Johnson is proving not to be a slave to his far right, which in turn will either result in his being removed liked McCarthy or perhaps start off a return to more normal behavior.
November 16, 2023
The Senate also passed the spending bill.
December 1, 2023
George Santos has been expelled from Congress.
December 2, 2023
Following up on this, the expulsion of Santos is real progress as by doing in the GOP is potentially cutting into its three vote margin in the House, and did it anyway.

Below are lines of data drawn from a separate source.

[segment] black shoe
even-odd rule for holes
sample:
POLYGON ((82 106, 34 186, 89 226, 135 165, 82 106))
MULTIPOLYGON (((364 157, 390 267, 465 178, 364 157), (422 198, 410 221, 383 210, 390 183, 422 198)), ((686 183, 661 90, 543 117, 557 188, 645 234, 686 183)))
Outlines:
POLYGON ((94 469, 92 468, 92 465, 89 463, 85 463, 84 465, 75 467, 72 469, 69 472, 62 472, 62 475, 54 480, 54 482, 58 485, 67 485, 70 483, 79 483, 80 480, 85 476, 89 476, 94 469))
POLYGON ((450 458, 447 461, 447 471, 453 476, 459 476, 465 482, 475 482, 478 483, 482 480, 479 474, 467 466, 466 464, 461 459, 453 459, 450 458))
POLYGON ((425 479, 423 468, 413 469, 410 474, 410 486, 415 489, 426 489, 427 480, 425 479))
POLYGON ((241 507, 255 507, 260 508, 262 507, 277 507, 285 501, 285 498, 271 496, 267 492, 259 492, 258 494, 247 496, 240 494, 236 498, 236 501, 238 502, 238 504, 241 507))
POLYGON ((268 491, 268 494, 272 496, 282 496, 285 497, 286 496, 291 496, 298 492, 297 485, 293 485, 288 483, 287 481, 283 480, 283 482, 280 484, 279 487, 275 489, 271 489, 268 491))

It shows, at long last, that there are some standards which cannot be breached.
December 6, 2023
Getting a jump on behaving like a Soviet court in the early USSR, House Judiciary Committee Chairman Jim Jordan and a subcommittee chairman on the House Administration Committee announced Tuesday that they would be investigating any "cooperation" between Fulton County, Georgia, District Attorney Fani Willis and the former House Jan. 6 committee.
Because, after all, it would be awful if the Dear Leader's behavior were to have come fully to light, as that would demonstrate independence of thought and loyalty to the truth. We can't have that.
Cont:
Kevin McCarthy, who was complicit in Trump's recovery from his brief fall from Republican grace, and who rode Trump's favor into a brief Speakership, shall resign from Congress at the end of this month. In so doing, he stated: “I have decided to depart the House at the end of this year to serve America in new ways". This will reduce the GOP majority in the House down to a single seat, at least temporarily.
December 14, 2023
The House is going to have a totally pointless impeachment inquiry regarding Joe Biden based on his son Hunter's conduct and baseless allegations that Hunter's business dealings involve his father.
Some assert that this is revenge dictated by "one day dictator" hopeful Donald Trump, whose own children certainly were active under his name during his presidency. Trading on a famous parent's name certainly isn't illegal, and is frankly nearly inevitable. Congressional Medal of Honor Winner Theodore Roosevelt Jr certainly didn't become well known independently. Of course, the baseless allegations here are that Biden was somehow involved in Hunter Biden's activities.
Whether Donald Trump ordered this or not, the level of delusion in the GOP side of the House of Representatives is sufficient to have likely brought this about independently. Ironically, it's now come to light that the individual who will head this sorry affair, James Comer, has a complicated set of financial arrangements not unlike that of Hunter Biden, although he's not being accused of illegal activities.
At any rate, there are not enough votes right now to impeach Biden, and this is yet another example of the House of Representatives, under GOP control, doing something political that will do nothing whatsoever other than to distract.
All the Republicans voted for the measure, all the Democrats voted against it.
The long ago days under Kevin McCarthy already look better.